Analyse
Erscheinungsdatum: 22. Juni 2024

Bundestagswahl 2025: Wolfgang Schmidt gibt Einblick in die SPD-Strategie

Auf dem Progressive Governance Summit erzählte der Kanzleramtschef, wie Olaf Scholz den Wahlkampf für sich entscheiden will.

Was treibt die Menschen an und was besorgt sie? Darum gehe es beim Werben um Mehrheiten. Und eine zweite Herausforderung: Wie erreicht man die Menschen noch? Wie umgeht man die medialen Filter und die Social-Media-Blasen? Zu oft seien Journalisten an den Wer-gegen-Wen-Fragen, an Umfragen und den schnellen Schlagzeilen interessiert. Die Kernfrage hingegen bleibe vielfach außen vor: Was tut ihr als Regierung für die Leute? Die Wähler sollten ihre Wahlentscheidung von 2021 nicht bereuen, was aber einigermaßen schwierig sei in Zeiten eines Krieges. Selbst in den USA seien die Auswirkungen des russischen Überfalls spürbar. Letztlich entscheidend für das Wählervotum seien aber die Monate und Wochen vor dem Wahltag.

Und da blieb Schmidt sich treu – mit dem ihm eigenen Optimismus. Er sei zuversichtlich, dass diese Überzeugungsarbeit noch gelinge. Und dann noch ein Seitenhieb auf die „Schlagzeilen“-Politiker, von denen es zu viele gebe: Es seien Kollegen, die große Projekte ins Schaufenster stellten, aber nicht lieferten. Auch das trage zur kollektiven Frustration bei.

Und natürlich, das Feintuning im Hintergrund sei für die Wähler nicht erkennbar. Die Herausforderung bestehe darin, aus den vielen Versatzstücken am Ende ein großes Projekt zu zimmern, eines, das Vertrauen hinterlässt. Respekt gegenüber den Arbeitnehmern sei das eine, aus der Transformation eine Chance für alle zu machen und das überzeugend zu vermitteln, das andere.
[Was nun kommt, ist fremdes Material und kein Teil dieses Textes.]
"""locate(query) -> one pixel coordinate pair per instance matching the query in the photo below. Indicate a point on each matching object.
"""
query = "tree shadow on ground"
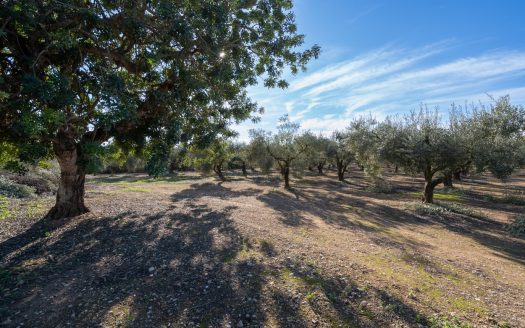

Schmidt sieht ein großes Problem in der kulturellen Hoheit der gebildeten Milieus. Was dazu führe, dass die Mitte der Gesellschaft ihren Lebensstil, ihre Sehnsüchte und Träume häufig nicht mehr respektiert sehe. „Es ist völlig in Ordnung, ein Installateur zu sein – es braucht nicht überall Akademiker.“ Aufgabe der Sozialdemokratie sei es, auch Klempnern, Busfahrern oder Krankenschwestern ein gutes Leben zu ermöglichen. Der Mindestlohn sei so ein Beispiel: 15 Jahre habe der Prozess gedauert, sechs Millionen Arbeitnehmer profitierten heute davon. „Das macht einen Unterschied“, befand Schmidt, und es sei ein Beispiel, wie man die Formel vom Respekt in konkrete Projekte übertragen bekomme.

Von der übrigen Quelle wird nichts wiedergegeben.